Having an immigration court confirm that with a new deportation order puts the matter beyond Judge Xinis, Mr. Molina argued.
He also said the original immigration judge, and later the full Board of Immigration Appeals (BIA), found Mr. Abrego Garcia to be a member of the MS-13 gang and a danger to public safety.
“The administrative proceedings before neutral adjudicators have assessed the degree of danger that Abrego Garcia presents to the United States, and that is the precise sort of national security judgment on which the Executive is entitled to peak deference,” Mr. Molina said in a court filing Sunday.
He said any appeal of the new deportation order must go through the BIA, and can then be appealed to a federal circuit court. He said Judge Xinis is not part of that chain.
Mr. Abrego Garcia is the most prominent illegal immigrant in the country today. His case became a major cause for Democrats who rallied to his defense, even as the administration has implicated him in an alleged string of lawlessness to include soliciting sexual photos of an underage girl and acting as the muscle of a major migrant smuggling operation.
Matthew J. O’Brien, a former immigration judge and now deputy executive director at the Federation for American Immigration Reform, said both the administration and Judge Xinis have turned the case into a fiasco.
He said Judge Xinis is wrong on the law, including her repeated insertions as a federal district judge into deportation and detention decisions, which he said Congress left to the immigration courts. But he said the administration’s decision to fight the case to expose Judge Xinis as a judicial activist has meant keeping Mr. Abrego Garcia in the U.S. much longer than necessary.
“This thing is becoming a self-licking ice cream cone, when what everybody’s responsibility should be is how do we protect the American public from a guy who clearly should not be here in the first place,” Mr. O’Brien said.
He said the administration has the better of the legal arguments, including that there was no need to un-deport Mr. Abrego Garcia in the first place, and that his 2019 order was actually a valid deportation directive.
“She’s completely wrong about that,” Mr. O’Brien said.
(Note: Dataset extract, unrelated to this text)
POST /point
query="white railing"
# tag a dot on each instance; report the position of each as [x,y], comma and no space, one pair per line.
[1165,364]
Mr. Abrego Garcia was first arrested by the Trump administration on March 12. He was deported to El Salvador three days later, despite the immigration court’s order that he not be sent to that country.
Facing a previous order by Judge Xinis to un-deport him, the government brought him back in early June — though it had secured an indictment on a human smuggling charge in federal court in Tennessee, stemming from a 2022 highway traffic stop where police said they spotted illegal immigrants in his vehicle.
He was kept in pretrial detention until the judge in the criminal case ordered his release on Aug. 22.
Three days later, U.S. Immigration and Customs Enforcement rearrested him in the civil immigration case, citing the 2019 deportation and withholding of removal order.
Judge Xinis last week ruled that order was defective and, besides, she said the government’s pursuit of Mr. Abrego Garcia raised other constitutional questions. That led to his release on Thursday.
After a check-in with ICE on Saturday, Mr. Abrego Garcia spoke at a rally in his honor.
“I stand before you as a free man, and I want you to remember me this way, with my head held up high,” he said in Spanish, through a translator from CASA, an immigrant rights group. “I will continue to fight and stand firm against all of the injustices this government has done upon me.”